Por César Sirvent Sempere, a 6 de julio de 2023
El
20 de julio de 1976 marcó una proeza tecnológica en el calendario:
el aterrizador o lander Viking 1 de la NASA transmitió
a la Tierra la primera imagen del paisaje marciano desde la propia
superficie del planeta Rojo, donde se había posado unos días antes,
en la región de Chryse Planitia. Pero es otra fecha la que
abriría uno de los capítulos más apasionantes y polémicos sobre
Marte. Efectivamente, pocos días más tarde, el 25 de julio, se
recibió en los ordenadores del Jet Propulsion Laboratory
(JPL) una nueva fotografía, que levantaría una tremenda polvareda.
Se trataba de una instantánea, esta vez capturada desde el
orbitador, que sobrevolaba Marte a una altura de unos 300 km., en su
misión de cartografía del relieve marciano.
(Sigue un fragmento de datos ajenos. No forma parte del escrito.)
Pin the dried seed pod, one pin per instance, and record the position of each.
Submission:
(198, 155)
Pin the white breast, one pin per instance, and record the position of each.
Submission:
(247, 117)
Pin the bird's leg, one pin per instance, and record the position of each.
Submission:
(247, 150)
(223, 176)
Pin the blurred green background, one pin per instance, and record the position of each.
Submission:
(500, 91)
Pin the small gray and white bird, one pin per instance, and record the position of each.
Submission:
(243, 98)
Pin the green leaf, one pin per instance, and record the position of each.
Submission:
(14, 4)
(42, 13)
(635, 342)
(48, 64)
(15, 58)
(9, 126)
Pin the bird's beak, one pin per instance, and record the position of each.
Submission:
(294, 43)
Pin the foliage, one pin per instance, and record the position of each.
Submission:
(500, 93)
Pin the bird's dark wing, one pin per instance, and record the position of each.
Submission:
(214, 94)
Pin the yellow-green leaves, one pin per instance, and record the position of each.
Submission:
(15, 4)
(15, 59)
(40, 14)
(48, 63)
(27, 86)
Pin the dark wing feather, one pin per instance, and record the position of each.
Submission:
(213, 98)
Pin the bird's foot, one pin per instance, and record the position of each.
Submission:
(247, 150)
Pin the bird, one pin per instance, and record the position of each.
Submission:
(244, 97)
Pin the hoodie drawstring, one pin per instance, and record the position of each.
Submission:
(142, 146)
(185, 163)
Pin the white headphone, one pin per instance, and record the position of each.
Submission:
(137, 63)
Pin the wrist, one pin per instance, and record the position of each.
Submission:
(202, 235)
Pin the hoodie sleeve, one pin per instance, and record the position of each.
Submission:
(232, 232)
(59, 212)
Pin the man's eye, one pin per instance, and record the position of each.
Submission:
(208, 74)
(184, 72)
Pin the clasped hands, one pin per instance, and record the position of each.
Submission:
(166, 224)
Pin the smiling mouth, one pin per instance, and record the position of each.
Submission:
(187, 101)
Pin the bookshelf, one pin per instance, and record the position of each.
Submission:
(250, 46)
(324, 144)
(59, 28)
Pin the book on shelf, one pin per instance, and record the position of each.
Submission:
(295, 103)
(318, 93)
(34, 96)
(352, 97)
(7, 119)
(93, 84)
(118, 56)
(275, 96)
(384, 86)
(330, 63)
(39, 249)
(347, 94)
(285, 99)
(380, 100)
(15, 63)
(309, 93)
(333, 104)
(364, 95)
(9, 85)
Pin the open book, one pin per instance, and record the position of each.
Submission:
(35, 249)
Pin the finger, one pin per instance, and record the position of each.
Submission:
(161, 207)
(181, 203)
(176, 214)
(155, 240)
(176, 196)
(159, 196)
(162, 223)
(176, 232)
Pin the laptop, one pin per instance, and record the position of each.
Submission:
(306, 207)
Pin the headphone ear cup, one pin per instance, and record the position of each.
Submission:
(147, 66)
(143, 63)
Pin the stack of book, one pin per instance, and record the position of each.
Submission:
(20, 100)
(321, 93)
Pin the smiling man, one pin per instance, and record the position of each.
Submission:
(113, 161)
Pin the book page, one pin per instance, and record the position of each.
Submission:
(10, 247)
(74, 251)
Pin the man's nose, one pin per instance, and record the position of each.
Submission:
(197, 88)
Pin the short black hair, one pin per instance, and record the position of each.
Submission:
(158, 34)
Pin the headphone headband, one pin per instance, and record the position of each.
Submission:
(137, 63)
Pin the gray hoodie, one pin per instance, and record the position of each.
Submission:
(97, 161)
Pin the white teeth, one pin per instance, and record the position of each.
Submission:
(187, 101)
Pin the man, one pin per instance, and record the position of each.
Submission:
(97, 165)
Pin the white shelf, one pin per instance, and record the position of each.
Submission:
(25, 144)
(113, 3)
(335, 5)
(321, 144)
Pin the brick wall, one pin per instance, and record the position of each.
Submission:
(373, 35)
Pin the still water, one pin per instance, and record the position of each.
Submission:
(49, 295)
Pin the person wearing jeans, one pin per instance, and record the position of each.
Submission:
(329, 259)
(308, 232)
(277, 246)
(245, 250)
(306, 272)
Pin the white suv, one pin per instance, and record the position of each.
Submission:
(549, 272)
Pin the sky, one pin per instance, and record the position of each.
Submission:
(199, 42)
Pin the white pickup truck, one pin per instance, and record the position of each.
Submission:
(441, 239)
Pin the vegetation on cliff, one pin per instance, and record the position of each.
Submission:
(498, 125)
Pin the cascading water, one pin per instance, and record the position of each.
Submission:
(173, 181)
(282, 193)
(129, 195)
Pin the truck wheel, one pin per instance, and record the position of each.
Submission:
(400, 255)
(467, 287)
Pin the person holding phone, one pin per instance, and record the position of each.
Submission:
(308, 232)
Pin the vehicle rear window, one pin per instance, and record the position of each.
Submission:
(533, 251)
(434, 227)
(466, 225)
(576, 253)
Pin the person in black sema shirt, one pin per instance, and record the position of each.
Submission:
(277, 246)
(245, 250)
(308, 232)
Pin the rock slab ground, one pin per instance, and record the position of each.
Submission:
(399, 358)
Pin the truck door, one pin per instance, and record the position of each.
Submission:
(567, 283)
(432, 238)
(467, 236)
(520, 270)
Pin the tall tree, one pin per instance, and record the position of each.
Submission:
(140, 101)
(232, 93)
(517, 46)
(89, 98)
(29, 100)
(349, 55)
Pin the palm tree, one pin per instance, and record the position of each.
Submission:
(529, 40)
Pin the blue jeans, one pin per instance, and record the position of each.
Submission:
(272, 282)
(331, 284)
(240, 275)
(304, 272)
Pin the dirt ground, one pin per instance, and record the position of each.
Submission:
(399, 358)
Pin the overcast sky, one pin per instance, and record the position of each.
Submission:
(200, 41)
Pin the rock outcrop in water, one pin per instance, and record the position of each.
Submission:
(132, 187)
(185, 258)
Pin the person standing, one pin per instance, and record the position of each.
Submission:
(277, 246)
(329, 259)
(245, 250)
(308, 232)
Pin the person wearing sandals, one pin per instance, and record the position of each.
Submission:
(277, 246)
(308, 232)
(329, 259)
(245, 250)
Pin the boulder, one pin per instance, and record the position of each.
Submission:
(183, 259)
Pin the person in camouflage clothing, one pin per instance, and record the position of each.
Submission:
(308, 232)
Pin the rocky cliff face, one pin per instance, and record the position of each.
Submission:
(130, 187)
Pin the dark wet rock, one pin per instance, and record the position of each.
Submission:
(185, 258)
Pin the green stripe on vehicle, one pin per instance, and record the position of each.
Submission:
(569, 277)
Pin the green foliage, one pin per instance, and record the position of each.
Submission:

Y en esta nueva
diapositiva, la F035A72 (es decir, la imagen nº 72 de la órbita 35
del orbitador A), obtenida sobre la inmensa planicie de Sidonia, en
el hemisferio norte, el científico Tobias Owen creyó
distinguir una gigantesca estructura rocosa que semejaba una efigie,
un rostro megalítico, con la vista fija en el infinito; una especie
de testigo mudo de una antigua civilización marciana ya extinta, y
cuyo origen se perdía en la noche de los tiempos.
Sin
embargo, el criterio científico del Dr. Owen prevaleció: no podía
existir vida en Marte, al menos nada que no fuera microscópico, algo
que los experimentos del Lander se disponían a desentrañar en
varios experimentos cuidadosamente planificados, y que involucraban
la detección, mediante espectrómetros de masas y cromatógrafos, de
los gases liberados en reacciones de tipo orgánico. Porque eso es lo
máximo que podía esperarse de los datos aportados por misiones
anteriores tanto de Estados Unidos como de la Unión Soviética, con
orbitadores y algún aterrizaje frustrado. Solo microorganismos, a lo
sumo. Nada de civilizaciones o siquiera formas de vida pluricelular.
El
paradigma imperante era que nuestro vecino cósmico se revelaba como
un páramo rocoso, desprovisto de agua, con una muy tenue atmósfera,
y cuya superficie estaba sepultada por arenas oxidadas, esterilizadas
durante eones por los rayos cósmicos. Sin magnetosfera detectable, y
una atmósfera casi vestigial, las condiciones para la vida eran tan
hostiles, que no se tenía, ni siquiera, la certidumbre de que los
experimentos del Dr. Gilbert Levin, entre otros, pudieran
certificar la presencia de microorganismos. De hecho, casi 50 años
más tarde, todavía no se puede afirmar si Marte albergó vida en
algún momento de su pasado geológico, o si dicha vida pudiera
existir actualmente. Aunque el Dr. Levin siempre creyó que sus
experimentos no habían fracasado, y que se había detectado la
presencia de vida microorgánica en las muestras de arena marciana,
no obtuvo ningún respaldo por parte de sus colegas.
Así
que la NASA desestimó la imagen de la Cara de Marte como un
simple juego de luces y sombras, un capricho de la iluminación que
provocaba una ilusión óptica que dotaba de características
antropomórficas a una simple montaña. Incluso se aseguró que
existía una segunda fotografía, tomada unos pocos días después,
que no mostraba rasgos faciales de ningún tipo. Pero esta segunda
foto nunca se mostró.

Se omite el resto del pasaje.